Hinweis auf Stammrechtssatz
GRS wie Ra 2019/15/0126 E RS 2 (hier ohne den letzten Satz)
Norm
RS 3
Um zu beurteilen, ob (und in welchem Ausmaß) die Überlassung der Nutzung an den Wohnräumen eine Entlohnung für die Geschäftsführertätigkeit oder eine (verdeckte) Ausschüttung darstellt, ist zunächst die Gesamtentlohnung des Geschäftsführers betragsmäßig festzustellen.
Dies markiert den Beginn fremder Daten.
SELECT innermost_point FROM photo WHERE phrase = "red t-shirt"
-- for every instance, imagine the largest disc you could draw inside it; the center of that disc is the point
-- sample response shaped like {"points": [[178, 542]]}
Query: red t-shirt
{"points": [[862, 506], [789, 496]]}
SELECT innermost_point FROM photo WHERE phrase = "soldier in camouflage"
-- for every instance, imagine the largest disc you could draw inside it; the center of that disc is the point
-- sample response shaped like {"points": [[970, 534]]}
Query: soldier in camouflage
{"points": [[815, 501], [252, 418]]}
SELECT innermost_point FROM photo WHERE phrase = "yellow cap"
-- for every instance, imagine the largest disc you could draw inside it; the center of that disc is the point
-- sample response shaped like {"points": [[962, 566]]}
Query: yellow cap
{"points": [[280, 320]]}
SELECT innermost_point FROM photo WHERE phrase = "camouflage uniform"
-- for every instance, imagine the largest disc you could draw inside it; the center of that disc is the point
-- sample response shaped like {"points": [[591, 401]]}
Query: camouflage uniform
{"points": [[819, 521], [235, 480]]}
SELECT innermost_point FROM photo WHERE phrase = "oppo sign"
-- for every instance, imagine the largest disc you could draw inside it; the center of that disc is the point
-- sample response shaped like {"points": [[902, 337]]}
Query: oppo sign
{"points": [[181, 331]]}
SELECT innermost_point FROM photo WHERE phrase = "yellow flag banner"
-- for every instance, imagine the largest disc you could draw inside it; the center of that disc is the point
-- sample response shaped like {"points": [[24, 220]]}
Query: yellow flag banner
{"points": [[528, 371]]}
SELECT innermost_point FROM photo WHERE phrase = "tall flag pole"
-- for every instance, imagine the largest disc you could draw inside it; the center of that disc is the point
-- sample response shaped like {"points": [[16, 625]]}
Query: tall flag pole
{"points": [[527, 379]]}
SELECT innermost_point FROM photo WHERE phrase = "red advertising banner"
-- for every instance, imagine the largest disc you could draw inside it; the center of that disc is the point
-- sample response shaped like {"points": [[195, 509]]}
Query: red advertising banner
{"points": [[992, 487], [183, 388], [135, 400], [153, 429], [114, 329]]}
Dazu ist dem Barlohn des Geschäftsführers der Wert der Überlassung der Wohnungsnutzung hinzuzurechnen, wobei die Wohnungsnutzung mit dem Marktpreis (und im Allgemeinen nicht mit dem aus der Sachbezugswerte-Verordnung für Dienstnehmer abzuleitenden Sachbezug) anzusetzen ist. Die Gesamtentlohnung ist im Wege eines Fremdvergleichs jenem Betrag gegenüber zu stellen, welcher einem der GmbH gegenüber fremden Geschäftsführer geleistet würde.
Hinweis auf Stammrechtssatz
GRS wie Ra 2019/15/0126 E RS 3

Entscheidungstext

Betreff

Der Verwaltungsgerichtshof hat durch die Vorsitzende Senatspräsidentin Dr. Büsser sowie die Hofräte Mag. Novak und Dr. Sutter als Richter, unter Mitwirkung der Schriftführerin Löffler, LL.M., über die Revision der S GmbH in S, vertreten durch die Marsoner + Partner GmbH Wirtschaftsprüfungs- und Steuerberatungsgesellschaft in 6020 Innsbruck, Andreas Hofer Straße 43, gegen das Erkenntnis des Bundesfinanzgerichts vom , Zl. RV/3100006/2021, betreffend Umsatzsteuer 2009 und 2010, zu Recht erkannt:

Spruch

Das angefochtene Erkenntnis wird wegen Rechtswidrigkeit seines Inhaltes aufgehoben.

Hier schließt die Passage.